1.2 LA MODE ET LE DÉVELOPPEMENT DE NOUVEAUX PRODUITS

La littérature sur le développement de nouveaux produits est vaste et se divise en deux grands courants de recherche : l’un applique une perspective économique pour scruter les modèles d’innovation rencontrés dans les différents pays et secteurs d’activités; l’autre concerne davantage les organisations et la façon dont les produits y sont développés (Brown et Eisenhardt, 1995). Au sein du deuxième courant, lequel apparaît plus pertinent pour la présente étude, les écrits visent généralement à mieux comprendre le processus ou à identifier les facteurs ayant un effet sur celui-ci ou sur la performance des produits qui en résultent.

La capacité à développer de nouveaux produits est un facteur clé dans l’avantage concurrentiel de plusieurs entreprises (Brown et Eisenhardt, 1995; Rosenthal, 1992). Crawford et Di Benedetto (2003) soulignent que cette activité peut mener à une meilleure différenciation du produit, laquelle peut donner accès à des marges de profit plus élevées qui, en retour, favorisent une meilleure santé financière. Malgré la difficulté pour beaucoup d’entreprises de mener à terme le processus de développement de produits, Cooper (2005) révèle que le pourcentage des revenus et des profits pouvant être attribué à des nouveaux produits est plus élevé chez les entreprises qui performent le mieux sur le marché. L’activité de développement de produits apparaît donc essentielle au succès, à la survie et au renouvellement des organisations, surtout celles évoluant dans des environnements rapides et concurrentiels (Brown et Eisenhardt, 1995).

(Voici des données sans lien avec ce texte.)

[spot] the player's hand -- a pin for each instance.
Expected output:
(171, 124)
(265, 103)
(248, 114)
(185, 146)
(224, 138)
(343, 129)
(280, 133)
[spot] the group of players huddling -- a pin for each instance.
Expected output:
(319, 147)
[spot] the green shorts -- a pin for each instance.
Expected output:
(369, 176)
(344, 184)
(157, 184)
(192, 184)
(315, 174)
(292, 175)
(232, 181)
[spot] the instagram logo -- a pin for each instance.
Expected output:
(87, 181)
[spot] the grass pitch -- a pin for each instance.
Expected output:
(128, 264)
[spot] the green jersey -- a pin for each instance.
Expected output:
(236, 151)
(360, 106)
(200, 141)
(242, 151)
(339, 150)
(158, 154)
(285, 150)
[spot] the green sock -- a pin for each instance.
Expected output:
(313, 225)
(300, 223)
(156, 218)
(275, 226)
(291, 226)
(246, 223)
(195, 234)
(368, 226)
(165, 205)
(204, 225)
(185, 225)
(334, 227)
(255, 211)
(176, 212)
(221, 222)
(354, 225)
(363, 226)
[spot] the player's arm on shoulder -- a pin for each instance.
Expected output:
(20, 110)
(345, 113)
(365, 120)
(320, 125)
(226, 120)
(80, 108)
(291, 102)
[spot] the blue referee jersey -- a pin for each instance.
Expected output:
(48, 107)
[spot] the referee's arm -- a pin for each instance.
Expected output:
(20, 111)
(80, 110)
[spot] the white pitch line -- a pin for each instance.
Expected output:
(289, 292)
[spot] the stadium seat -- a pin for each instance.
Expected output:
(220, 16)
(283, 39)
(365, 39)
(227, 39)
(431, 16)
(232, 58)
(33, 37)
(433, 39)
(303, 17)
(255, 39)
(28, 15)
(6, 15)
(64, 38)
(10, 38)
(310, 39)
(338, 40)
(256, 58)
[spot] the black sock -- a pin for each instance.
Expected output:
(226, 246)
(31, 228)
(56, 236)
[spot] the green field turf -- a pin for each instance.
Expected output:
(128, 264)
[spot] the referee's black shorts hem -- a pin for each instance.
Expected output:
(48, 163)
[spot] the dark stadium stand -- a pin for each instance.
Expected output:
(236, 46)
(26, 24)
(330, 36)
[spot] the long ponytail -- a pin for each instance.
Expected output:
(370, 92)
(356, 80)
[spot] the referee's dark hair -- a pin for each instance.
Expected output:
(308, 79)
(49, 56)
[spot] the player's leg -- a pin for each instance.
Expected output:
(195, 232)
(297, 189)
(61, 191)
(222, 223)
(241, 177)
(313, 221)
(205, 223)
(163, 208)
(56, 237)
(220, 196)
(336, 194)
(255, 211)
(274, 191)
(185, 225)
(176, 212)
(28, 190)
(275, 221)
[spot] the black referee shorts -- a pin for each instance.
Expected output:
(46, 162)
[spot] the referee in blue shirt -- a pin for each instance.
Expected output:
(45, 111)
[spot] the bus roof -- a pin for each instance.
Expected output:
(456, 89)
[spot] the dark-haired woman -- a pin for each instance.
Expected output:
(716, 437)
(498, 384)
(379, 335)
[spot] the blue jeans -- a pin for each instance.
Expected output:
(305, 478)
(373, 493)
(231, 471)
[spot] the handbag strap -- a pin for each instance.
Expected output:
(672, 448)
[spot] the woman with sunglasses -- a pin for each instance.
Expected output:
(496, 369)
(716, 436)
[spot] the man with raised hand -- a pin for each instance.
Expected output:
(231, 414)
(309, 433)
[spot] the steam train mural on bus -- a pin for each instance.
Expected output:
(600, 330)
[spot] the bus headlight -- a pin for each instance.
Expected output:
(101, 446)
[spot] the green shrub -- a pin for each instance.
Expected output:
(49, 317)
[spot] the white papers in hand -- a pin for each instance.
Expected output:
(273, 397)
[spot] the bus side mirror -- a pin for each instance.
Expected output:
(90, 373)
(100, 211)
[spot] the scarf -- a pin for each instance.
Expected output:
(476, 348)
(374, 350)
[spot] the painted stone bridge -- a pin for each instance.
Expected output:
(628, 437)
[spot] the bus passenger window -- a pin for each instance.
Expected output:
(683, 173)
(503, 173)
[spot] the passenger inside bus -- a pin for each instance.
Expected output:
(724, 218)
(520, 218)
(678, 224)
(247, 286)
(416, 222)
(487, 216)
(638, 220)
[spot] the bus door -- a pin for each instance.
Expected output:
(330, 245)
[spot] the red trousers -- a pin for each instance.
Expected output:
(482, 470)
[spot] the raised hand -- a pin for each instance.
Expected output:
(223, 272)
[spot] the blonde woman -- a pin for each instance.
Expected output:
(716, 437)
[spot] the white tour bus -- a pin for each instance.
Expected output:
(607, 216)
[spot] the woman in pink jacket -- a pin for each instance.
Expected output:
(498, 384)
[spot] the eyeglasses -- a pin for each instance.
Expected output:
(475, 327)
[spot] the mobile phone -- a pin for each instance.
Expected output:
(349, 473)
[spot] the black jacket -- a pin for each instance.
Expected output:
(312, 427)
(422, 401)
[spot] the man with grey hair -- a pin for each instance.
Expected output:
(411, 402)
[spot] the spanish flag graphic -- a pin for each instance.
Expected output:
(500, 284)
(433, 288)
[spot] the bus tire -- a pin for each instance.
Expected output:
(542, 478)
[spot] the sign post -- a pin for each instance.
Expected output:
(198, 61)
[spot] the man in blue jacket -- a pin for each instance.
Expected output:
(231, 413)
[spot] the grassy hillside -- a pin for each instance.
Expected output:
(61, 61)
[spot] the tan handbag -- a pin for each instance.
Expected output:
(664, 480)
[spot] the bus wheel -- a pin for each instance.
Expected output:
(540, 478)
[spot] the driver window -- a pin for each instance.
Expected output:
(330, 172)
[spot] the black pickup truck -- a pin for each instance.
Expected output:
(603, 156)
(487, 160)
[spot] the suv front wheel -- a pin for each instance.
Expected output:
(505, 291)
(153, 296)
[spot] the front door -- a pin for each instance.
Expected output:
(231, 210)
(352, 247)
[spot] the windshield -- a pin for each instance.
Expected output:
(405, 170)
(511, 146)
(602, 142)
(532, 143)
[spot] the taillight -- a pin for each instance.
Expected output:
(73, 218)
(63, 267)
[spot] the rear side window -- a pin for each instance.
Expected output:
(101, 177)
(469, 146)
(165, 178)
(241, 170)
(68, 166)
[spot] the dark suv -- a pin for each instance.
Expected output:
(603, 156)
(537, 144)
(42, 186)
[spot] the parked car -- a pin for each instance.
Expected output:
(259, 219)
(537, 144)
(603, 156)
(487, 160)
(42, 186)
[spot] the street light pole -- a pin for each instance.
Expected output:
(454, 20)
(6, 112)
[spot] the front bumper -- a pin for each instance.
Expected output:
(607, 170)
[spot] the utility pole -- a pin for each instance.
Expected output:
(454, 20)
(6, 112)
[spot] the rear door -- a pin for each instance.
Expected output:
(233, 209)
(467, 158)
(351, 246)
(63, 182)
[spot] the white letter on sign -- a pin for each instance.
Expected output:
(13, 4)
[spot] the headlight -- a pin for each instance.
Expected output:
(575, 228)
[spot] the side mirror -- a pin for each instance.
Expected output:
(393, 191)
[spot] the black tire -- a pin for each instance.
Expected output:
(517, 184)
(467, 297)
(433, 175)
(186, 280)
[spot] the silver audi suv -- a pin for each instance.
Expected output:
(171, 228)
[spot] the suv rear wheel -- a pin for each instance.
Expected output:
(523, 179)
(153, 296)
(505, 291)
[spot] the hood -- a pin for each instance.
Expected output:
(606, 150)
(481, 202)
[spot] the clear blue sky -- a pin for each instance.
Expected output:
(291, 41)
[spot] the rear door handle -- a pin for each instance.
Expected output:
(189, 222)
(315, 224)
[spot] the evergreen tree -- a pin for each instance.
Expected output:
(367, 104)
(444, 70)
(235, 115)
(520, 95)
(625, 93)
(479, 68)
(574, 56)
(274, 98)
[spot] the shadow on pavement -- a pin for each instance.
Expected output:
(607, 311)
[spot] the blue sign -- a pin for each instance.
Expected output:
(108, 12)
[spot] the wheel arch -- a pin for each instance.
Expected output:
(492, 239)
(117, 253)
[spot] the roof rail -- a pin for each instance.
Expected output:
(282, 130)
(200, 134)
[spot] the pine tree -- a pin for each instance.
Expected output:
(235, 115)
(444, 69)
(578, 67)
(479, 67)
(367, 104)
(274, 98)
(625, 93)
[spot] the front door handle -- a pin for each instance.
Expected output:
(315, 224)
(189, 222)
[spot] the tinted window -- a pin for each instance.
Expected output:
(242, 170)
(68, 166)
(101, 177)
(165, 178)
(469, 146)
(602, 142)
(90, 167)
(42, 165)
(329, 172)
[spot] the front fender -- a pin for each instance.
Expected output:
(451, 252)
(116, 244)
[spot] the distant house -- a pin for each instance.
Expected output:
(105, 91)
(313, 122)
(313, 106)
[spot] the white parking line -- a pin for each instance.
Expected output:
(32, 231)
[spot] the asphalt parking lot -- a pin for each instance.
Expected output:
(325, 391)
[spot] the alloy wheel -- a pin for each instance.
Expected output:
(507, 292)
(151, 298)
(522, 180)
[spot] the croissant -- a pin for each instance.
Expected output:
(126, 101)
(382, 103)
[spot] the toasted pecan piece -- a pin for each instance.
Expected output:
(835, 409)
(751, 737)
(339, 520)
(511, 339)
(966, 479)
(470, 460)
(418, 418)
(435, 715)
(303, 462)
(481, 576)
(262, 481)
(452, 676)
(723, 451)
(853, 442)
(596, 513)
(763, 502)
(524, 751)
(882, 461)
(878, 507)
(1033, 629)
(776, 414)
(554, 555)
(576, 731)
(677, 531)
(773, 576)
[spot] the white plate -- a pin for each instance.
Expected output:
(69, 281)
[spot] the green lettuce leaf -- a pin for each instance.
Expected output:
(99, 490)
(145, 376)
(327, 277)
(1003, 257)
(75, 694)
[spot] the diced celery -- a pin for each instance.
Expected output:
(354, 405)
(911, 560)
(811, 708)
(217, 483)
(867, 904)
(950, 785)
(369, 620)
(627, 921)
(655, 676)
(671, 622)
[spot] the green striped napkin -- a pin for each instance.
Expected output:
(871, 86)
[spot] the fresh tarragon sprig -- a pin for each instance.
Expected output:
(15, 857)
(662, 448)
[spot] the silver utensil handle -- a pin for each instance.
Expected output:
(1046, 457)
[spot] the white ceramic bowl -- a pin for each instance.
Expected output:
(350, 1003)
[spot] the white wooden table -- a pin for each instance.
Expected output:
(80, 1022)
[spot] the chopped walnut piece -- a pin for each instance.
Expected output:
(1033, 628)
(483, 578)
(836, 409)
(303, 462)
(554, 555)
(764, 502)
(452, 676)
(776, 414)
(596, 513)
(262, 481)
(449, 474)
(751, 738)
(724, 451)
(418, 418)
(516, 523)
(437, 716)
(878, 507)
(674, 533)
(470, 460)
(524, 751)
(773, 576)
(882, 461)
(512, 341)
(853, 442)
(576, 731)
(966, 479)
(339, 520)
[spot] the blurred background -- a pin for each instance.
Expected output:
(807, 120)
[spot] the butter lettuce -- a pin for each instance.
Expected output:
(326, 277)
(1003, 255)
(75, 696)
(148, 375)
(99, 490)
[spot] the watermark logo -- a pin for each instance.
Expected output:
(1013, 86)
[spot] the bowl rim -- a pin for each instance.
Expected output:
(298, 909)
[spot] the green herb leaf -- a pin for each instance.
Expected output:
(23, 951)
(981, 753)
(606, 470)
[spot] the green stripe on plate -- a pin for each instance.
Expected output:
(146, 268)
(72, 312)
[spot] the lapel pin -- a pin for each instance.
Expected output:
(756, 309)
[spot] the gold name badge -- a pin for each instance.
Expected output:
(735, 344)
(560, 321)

Dans l’industrie de la mode, cette activité occupe une place déterminante, car non seulement le rythme d’obsolescence du produit y est particulièrement élevé, mais les pratiques d’obsolescence forcée et l’introduction rapide et continuelle de produits innovateurs constituent les principaux atouts concurrentiels dans le secteur (Le Pechoux, Little et Istook, 2001; Maramotti, 2000; Rothwell, 1992). En fait, il semble que dans aucune autre sphère de l’activité humaine, le changement systématique ne soit autant institutionnalisé que dans l’industrie de la mode, où le changement est devenu une obsession (Saviolo et Testa, 2002) : « A company producing fashion is the utmost example of forced innovation. It is absolutely necessary to relaunch, recreate, rethink and to discuss things over and over again » (Maramotti, 2000 : 96).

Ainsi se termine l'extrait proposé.